Recently there has been an increase in plans down-coding E/M charges for ED visits from level 5 to lesser levels without providing an adverse determination and without reviewing the medical record. This is a clear violation of ERISA if the plan is one that falls with the ERISA protection. The following is from an ERIA FAQ:

C-12: If a claimant submits medical bills to a plan for reimbursement or payment, and the plan, applying the plan's limits on co-payment, deductibles, etc., pays less than 100% of the medical bills, must the plan treat its decision as an adverse benefit determination?

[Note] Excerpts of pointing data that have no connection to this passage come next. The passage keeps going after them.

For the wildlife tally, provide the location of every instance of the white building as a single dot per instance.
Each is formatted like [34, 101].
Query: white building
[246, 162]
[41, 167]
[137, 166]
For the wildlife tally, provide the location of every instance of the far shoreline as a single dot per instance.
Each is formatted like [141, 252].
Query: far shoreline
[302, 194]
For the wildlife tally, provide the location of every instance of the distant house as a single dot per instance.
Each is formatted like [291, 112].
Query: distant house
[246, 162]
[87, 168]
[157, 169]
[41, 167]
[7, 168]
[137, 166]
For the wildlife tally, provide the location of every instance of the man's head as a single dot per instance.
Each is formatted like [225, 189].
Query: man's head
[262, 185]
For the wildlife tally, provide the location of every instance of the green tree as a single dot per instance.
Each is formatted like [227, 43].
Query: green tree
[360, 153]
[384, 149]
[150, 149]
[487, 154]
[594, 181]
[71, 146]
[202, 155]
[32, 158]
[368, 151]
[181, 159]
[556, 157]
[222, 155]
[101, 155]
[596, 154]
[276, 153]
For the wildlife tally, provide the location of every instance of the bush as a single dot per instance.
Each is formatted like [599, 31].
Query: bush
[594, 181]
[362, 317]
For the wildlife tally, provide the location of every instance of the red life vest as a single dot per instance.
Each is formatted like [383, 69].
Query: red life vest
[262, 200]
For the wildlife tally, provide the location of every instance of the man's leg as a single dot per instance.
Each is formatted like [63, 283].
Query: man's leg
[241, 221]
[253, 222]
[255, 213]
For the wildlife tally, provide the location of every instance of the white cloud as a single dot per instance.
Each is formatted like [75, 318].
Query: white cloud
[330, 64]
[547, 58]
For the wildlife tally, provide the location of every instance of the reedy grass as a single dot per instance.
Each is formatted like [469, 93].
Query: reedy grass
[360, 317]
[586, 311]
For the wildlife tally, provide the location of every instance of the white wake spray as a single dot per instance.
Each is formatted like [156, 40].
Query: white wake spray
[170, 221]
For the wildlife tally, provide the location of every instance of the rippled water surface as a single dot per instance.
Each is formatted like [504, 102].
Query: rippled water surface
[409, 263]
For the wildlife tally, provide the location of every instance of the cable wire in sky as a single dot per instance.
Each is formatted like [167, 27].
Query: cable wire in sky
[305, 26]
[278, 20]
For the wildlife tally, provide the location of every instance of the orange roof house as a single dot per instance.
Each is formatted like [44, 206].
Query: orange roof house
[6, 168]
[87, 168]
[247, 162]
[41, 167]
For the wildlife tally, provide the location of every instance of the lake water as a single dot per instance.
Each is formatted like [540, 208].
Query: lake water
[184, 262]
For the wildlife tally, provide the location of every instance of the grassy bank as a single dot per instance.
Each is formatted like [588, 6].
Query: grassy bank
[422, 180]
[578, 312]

Under the regulation, an adverse benefit determination generally includes any denial, reduction, or termination of, or a failure to provide or make payment (in whole or in part) for, a benefit. In any instance where the plan pays less than the total amount of expenses submitted with regard to a claim, while the plan is paying out the benefits to which the claimant is entitled under its terms, the claimant is nonetheless receiving less than full reimbursement of the submitted expenses. Therefore, in order to permit the claimant to challenge the plan’s calculation of how much it is required to pay, the decision is treated as an adverse benefit determination under the regulation. Providing the claimant with the required notification of adverse benefit determination will give the claimant the information necessary to understand why the plan has not paid the unpaid portion of the expenses and to decide whether to challenge the denial, e.g., the failure to pay in full. This approach permits claimants to challenge whether, for example, the plan applied the wrong co-payment requirement or deductible amount. The fact that the plan believes that a claimant's appeal will prove to be without merit does not mean that the claimant is not entitled to the procedural protections of the rule. This approach to informing claimants of their benefit entitlements with respect to specific claims, further, is consistent with current practice, in which Explanation of Benefits forms routinely describe both payable and non-payable portions of claim-related expenses. See § 2560.503-1(m)(4). (US Department of Labor - Benefit Claims Procedure Regulation FAQs)


As stated above ERISA is a powerful tool that should be used in an appropriate manner and can be a true weapon to overturn denials and hold insurance agencies accountable to the laws that were created for them to follow.